From mboxrd@z Thu Jan  1 00:00:00 1970
Return-Path: <jiewen.yao@intel.com>
Received: from mga03.intel.com (mga03.intel.com [134.134.136.65])
 (using TLSv1 with cipher CAMELLIA256-SHA (256/256 bits))
 (No client certificate requested)
 by ml01.01.org (Postfix) with ESMTPS id 4EB6F81CF3
 for <edk2-devel@lists.01.org>; Wed,  2 Nov 2016 23:54:07 -0700 (PDT)
Received: from fmsmga003.fm.intel.com ([10.253.24.29])
 by orsmga103.jf.intel.com with ESMTP; 02 Nov 2016 23:53:59 -0700
X-ExtLoop1: 1
X-IronPort-AV: E=Sophos;i="5.31,585,1473145200"; d="scan'208";a="781806475"
Received: from jyao1-mobl.ccr.corp.intel.com ([10.239.192.158])
 by FMSMGA003.fm.intel.com with ESMTP; 02 Nov 2016 23:53:58 -0700
From: Jiewen Yao <jiewen.yao@intel.com>
To: edk2-devel@lists.01.org
Cc: Jeff Fan <jeff.fan@intel.com>, Feng Tian <feng.tian@intel.com>,
 Star Zeng <star.zeng@intel.com>,
 Michael D Kinney <michael.d.kinney@intel.com>,
 Laszlo Ersek <lersek@redhat.com>
Date: Thu,  3 Nov 2016 14:53:42 +0800
Message-Id: <1478156028-21572-1-git-send-email-jiewen.yao@intel.com>
X-Mailer: git-send-email 2.7.4.windows.1
Subject: [PATCH 0/6] Enable SMM page level protection.
X-BeenThere: edk2-devel@lists.01.org
X-Mailman-Version: 2.1.21
Precedence: list
List-Id: EDK II Development  <edk2-devel.lists.01.org>
List-Unsubscribe: <https://lists.01.org/mailman/options/edk2-devel>,
 <mailto:edk2-devel-request@lists.01.org?subject=unsubscribe>
List-Archive: <http://lists.01.org/pipermail/edk2-devel/>
List-Post: <mailto:edk2-devel@lists.01.org>
List-Help: <mailto:edk2-devel-request@lists.01.org?subject=help>
List-Subscribe: <https://lists.01.org/mailman/listinfo/edk2-devel>,
 <mailto:edk2-devel-request@lists.01.org?subject=subscribe>
X-List-Received-Date: Thu, 03 Nov 2016 06:54:07 -0000

This series patch enables SMM page level protection.
Features are:
1) PiSmmCore reports SMM PE image code/data information
in EdkiiPiSmmMemoryAttributeTable, if the SMM image is page aligned.
2) PiSmmCpu consumes EdkiiPiSmmMemoryAttributeTable
and set XD for data page and RO for code page.
3) PiSmmCpu enables Static Paging for X64 according to
PcdCpuSmmStaticPageTable.

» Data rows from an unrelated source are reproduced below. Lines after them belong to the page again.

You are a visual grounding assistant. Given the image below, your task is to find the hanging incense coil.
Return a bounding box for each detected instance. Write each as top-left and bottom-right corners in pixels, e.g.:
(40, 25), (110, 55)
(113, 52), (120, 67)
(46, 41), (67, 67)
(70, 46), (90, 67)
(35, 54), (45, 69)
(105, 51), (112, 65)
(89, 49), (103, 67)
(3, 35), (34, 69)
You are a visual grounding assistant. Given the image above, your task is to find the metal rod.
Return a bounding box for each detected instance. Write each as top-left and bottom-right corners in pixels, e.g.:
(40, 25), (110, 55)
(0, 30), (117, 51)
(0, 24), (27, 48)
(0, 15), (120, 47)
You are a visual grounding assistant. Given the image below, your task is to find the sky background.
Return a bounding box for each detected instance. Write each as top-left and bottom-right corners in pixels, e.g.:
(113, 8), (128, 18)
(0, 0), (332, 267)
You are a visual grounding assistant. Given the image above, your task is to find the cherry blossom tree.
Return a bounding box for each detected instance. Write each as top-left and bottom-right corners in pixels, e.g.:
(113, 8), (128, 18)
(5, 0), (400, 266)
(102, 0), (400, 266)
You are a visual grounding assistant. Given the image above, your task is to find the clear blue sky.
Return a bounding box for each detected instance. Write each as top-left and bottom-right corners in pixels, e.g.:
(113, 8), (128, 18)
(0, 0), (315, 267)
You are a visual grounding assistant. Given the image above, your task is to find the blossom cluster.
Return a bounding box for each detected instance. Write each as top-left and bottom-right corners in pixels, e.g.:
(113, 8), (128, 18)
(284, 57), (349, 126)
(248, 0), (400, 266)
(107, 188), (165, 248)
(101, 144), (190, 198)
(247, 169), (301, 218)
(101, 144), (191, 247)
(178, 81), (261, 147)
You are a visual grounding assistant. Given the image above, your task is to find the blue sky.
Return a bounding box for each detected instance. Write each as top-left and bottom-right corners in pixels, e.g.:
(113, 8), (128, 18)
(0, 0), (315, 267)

If it is true, 1G paging for above 4G
is used as long as it is supported.
4) PiSmmCpu sets importance data structure to be read only,
such as Gdt, Idt, SmmEntrypoint, and PageTable itself.

tested platform:
1) Intel internal platform (X64).
2) EDKII Quark IA32
3) EDKII Vlv2  X64
4) EDKII OVMF IA32 and IA32X64.

Cc: Jeff Fan <jeff.fan@intel.com>
Cc: Feng Tian <feng.tian@intel.com>
Cc: Star Zeng <star.zeng@intel.com>
Cc: Michael D Kinney <michael.d.kinney@intel.com>
Cc: Laszlo Ersek <lersek@redhat.com>
Contributed-under: TianoCore Contribution Agreement 1.0
Signed-off-by: Jiewen Yao <jiewen.yao@intel.com>

Jiewen Yao (6):
  MdeModulePkg/Include: Add PiSmmMemoryAttributesTable.h
  MdeModulePkg/dec: Add gEdkiiPiSmmMemoryAttributesTableGuid.
  MdeModulePkg/PiSmmCore: Add MemoryAttributes support.
  UefiCpuPkg/dec: Add PcdCpuSmmStaticPageTable.
  UefiCpuPkg/PiSmmCpuDxeSmm: Add paging protection.
  QuarkPlatformPkg/dsc: enable Smm paging protection.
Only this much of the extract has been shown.